Rep. Dennis J. Kucinich, a leading critic on the left of the wars in Iraq and Afghanistan, said Friday that the president’s musings about the inevitability of war and “war’s instrumentality in pursuit of peace” threatened to lead the United States into more bloody conflicts.
“Once we are committed to ‘war’s instrumentality in pursuit of peace,’ we begin the Orwellian journey to the semantic netherworld where war is peace, where the momentum of war overwhelms hopes for peace,” said the Ohio Democrat.
“Once we wrap doctrines perpetuating war in the arms of justice, we can easily legitimate the wholesale slaughter of innocents,” he said. “War is often not just; sometimes it is just war.”
Organizers of an antiwar rally Saturday near the White House called Mr. Obama’s Nobel speech “repulsive.”
“I don’t think he knows the meaning of peace,” said Laurie Dobson, director of End U.S. Wars, a coalition of peace activists participating in the rally. “He is dangerously out of touch with what the average American thinks peace is all about.”
Mr. Obama’s Dec. 1 announcement that he is dispatching 30,000 more U.S. troops to the war in Afghanistan has upset antiwar Democrats, a key component of the party base that fueled Mr. Obama’s election victory. His Nobel acceptance speech Thursday in Oslo only inflamed opposition to the surge.
In the speech, Mr. Obama focused on the paradox that peace often is achieved only through the horror of armed conflict, defending the United States’ history of military excursions as campaigns to safeguard “freedom and prosperity.”
“A nonviolent movement could not have halted Hitler’s armies,” Mr. Obama said. “Negotiations cannot convince al Qaeda’s leaders to lay down their arms. To say that force is sometimes necessary is not a call to cynicism it is a recognition of history, the imperfections of man and the limits of reason.”
The Lafayette Park rally was called to demand an immediate U.S. cease-fire in Iraq and Afghanistan, the start of a complete withdrawal of U.S. troops, and an end to U.S. drone missile attacks and covert military operations in Pakistan.
“If the president does not meet these demands, we promise intensified opposition, with antiwar candidates prepared to defeat his war policy,” said an End U.S. Wars press release announcing the demonstration.
Mr. Kucinich and a host of peace activists, including three-time Nobel Peace Prize nominee Kathy Kelly, were among those recruited to address the rally.
Mr. Kucinich, who says the U.S. war in Iraq was based on “lies” and the war in Afghanistan is based on “flawed doctrines of counterinsurgency,” last week announced plans to force a House vote on a resolution calling for a timely withdrawal of U.S. troops from Afghanistan and Pakistan.

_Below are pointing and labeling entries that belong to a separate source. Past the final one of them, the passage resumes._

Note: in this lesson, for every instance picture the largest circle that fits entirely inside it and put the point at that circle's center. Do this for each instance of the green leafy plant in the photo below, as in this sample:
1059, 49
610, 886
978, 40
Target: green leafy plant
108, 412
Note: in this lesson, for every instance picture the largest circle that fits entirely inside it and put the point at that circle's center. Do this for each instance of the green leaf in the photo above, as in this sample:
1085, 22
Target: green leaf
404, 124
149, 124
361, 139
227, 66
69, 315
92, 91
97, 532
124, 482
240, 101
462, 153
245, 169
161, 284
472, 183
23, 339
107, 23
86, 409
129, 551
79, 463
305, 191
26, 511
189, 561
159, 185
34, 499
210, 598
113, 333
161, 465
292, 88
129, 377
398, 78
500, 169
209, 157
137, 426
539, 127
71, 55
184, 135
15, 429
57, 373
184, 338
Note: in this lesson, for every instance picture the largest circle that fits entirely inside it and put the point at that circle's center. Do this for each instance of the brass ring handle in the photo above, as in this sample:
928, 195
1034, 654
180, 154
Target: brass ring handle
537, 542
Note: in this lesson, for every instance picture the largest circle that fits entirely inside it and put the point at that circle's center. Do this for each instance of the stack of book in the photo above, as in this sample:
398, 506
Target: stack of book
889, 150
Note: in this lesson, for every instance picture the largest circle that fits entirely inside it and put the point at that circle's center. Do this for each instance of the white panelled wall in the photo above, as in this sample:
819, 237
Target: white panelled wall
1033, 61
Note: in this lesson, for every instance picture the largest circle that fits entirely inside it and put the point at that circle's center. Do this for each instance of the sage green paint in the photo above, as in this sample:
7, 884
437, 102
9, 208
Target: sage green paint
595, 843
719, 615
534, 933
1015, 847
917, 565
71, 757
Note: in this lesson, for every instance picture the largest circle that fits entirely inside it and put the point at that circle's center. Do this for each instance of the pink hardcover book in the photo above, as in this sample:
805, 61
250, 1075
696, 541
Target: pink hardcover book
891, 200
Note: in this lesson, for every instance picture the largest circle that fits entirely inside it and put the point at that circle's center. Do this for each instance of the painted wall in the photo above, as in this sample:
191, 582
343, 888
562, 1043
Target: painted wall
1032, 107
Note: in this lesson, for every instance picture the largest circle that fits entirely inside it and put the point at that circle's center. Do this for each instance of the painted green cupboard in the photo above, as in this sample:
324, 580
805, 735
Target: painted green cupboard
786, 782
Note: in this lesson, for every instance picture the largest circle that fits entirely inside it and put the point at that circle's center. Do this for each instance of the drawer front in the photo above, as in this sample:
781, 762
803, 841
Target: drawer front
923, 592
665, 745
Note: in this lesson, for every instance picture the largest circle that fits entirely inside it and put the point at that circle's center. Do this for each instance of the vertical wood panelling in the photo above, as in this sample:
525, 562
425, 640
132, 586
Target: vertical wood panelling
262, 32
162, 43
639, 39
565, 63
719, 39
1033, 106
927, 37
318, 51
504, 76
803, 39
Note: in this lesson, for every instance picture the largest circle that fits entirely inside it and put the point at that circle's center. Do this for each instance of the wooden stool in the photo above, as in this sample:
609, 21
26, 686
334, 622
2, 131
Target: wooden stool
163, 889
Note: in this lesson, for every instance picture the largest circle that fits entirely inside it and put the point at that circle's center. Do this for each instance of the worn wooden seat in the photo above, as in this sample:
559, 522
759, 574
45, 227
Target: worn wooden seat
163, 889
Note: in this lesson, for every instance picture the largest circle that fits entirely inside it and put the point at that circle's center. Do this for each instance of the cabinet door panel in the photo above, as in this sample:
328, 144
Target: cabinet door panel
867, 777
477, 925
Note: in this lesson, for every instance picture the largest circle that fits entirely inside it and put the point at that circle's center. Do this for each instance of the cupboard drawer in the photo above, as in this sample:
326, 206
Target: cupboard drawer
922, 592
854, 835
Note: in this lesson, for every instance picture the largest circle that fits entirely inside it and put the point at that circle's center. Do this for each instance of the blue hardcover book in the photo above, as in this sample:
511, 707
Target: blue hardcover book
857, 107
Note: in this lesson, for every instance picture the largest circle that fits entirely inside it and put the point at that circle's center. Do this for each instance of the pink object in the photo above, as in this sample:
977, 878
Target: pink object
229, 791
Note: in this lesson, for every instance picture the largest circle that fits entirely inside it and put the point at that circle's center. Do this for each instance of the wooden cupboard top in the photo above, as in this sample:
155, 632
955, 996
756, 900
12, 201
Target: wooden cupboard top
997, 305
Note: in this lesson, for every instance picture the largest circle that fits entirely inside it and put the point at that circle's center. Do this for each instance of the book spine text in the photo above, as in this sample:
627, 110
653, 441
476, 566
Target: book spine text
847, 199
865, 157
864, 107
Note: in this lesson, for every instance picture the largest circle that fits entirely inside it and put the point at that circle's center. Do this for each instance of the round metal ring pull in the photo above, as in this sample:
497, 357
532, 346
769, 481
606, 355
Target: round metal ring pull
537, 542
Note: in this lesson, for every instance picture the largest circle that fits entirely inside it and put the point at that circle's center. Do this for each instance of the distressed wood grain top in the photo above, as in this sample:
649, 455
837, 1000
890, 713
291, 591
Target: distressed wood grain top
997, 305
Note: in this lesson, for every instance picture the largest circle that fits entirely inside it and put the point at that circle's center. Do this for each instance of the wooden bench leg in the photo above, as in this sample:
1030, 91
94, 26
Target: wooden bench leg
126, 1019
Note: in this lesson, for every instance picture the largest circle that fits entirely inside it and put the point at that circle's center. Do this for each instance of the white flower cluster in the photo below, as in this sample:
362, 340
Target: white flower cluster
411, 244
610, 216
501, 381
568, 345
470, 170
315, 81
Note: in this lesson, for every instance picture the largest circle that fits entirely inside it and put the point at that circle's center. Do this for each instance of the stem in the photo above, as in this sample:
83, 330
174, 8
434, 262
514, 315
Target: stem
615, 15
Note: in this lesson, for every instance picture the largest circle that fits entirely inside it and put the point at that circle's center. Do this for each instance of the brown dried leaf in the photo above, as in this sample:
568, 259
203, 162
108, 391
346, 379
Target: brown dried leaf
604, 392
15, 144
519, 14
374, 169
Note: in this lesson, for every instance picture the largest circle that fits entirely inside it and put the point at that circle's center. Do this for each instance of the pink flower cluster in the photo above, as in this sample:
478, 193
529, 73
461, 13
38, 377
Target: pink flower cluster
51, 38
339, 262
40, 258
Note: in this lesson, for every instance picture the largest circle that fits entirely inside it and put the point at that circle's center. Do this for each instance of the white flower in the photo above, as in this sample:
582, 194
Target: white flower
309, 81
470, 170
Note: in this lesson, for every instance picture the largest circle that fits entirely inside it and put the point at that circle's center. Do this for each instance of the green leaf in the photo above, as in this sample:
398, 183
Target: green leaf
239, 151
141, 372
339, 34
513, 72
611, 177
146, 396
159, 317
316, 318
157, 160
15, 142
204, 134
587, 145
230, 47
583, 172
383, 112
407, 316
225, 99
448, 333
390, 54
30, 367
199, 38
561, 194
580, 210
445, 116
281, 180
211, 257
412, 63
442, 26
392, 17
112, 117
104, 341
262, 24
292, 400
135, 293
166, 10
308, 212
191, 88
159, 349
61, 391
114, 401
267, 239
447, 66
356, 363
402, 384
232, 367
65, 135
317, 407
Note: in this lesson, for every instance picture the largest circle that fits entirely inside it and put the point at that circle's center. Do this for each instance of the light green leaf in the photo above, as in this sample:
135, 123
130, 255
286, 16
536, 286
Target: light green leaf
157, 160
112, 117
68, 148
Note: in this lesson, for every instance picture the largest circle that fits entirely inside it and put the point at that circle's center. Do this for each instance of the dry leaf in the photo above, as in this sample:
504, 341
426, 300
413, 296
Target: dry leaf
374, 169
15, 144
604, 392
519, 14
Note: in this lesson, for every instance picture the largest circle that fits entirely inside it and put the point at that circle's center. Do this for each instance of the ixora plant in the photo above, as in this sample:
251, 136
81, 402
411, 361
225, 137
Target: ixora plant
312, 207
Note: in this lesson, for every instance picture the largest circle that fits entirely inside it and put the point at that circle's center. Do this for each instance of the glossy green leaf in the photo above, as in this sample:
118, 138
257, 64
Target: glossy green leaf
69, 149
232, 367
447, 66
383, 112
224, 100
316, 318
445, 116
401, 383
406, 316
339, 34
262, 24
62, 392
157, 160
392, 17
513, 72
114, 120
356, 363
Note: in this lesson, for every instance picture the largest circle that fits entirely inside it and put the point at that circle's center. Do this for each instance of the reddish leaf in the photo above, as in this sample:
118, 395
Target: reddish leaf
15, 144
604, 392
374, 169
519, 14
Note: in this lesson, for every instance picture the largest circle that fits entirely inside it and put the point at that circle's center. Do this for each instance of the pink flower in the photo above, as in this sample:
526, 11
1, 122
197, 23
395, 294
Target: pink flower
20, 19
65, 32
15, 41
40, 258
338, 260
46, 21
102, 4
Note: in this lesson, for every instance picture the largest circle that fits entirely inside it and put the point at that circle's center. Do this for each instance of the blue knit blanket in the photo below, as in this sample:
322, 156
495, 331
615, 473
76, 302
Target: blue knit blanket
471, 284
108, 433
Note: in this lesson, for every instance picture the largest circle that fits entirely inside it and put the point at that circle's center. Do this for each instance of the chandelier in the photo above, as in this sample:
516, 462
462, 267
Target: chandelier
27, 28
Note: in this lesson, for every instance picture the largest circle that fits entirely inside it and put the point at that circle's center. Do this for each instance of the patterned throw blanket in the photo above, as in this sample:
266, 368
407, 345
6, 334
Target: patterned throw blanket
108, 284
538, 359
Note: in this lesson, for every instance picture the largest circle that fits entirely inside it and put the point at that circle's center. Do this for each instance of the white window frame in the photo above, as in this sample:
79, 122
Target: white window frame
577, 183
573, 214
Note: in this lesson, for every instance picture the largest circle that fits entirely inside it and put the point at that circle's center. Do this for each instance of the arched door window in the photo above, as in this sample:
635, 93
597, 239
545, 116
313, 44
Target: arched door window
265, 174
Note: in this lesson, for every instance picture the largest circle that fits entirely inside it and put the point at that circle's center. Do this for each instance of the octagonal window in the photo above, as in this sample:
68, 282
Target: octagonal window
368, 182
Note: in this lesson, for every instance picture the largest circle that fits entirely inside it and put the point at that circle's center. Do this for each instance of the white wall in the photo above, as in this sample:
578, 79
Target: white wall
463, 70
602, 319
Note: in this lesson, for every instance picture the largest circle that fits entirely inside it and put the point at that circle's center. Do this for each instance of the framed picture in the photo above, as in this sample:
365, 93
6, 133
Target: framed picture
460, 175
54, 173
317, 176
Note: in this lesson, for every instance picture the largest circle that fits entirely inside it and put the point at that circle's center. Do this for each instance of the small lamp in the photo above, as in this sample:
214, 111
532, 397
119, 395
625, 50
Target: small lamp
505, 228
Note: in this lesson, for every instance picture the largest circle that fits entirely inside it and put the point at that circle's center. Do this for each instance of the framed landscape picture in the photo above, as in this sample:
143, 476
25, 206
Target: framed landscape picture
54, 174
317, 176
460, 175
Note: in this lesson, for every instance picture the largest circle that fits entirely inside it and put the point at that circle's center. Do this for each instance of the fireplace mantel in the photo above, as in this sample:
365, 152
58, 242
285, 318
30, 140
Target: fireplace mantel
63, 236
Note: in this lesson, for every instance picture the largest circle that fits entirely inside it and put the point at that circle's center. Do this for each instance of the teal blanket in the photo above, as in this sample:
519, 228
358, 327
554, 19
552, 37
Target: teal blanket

On the other side of the political spectrum, Mr. Obama’s Nobel address won praise from conservative figures, such as former House Speaker Newt Gingrich and former Republican vice-presidential nominee Sarah Palin.
“I think having a liberal president who goes to Oslo on behalf of a peace prize and reminds the committee that they would not be free, they wouldn’t be able to have a peace prize, without having force I thought in some ways it’s a very historic speech,” Mr. Gingrich said in an interview on National Public Radio.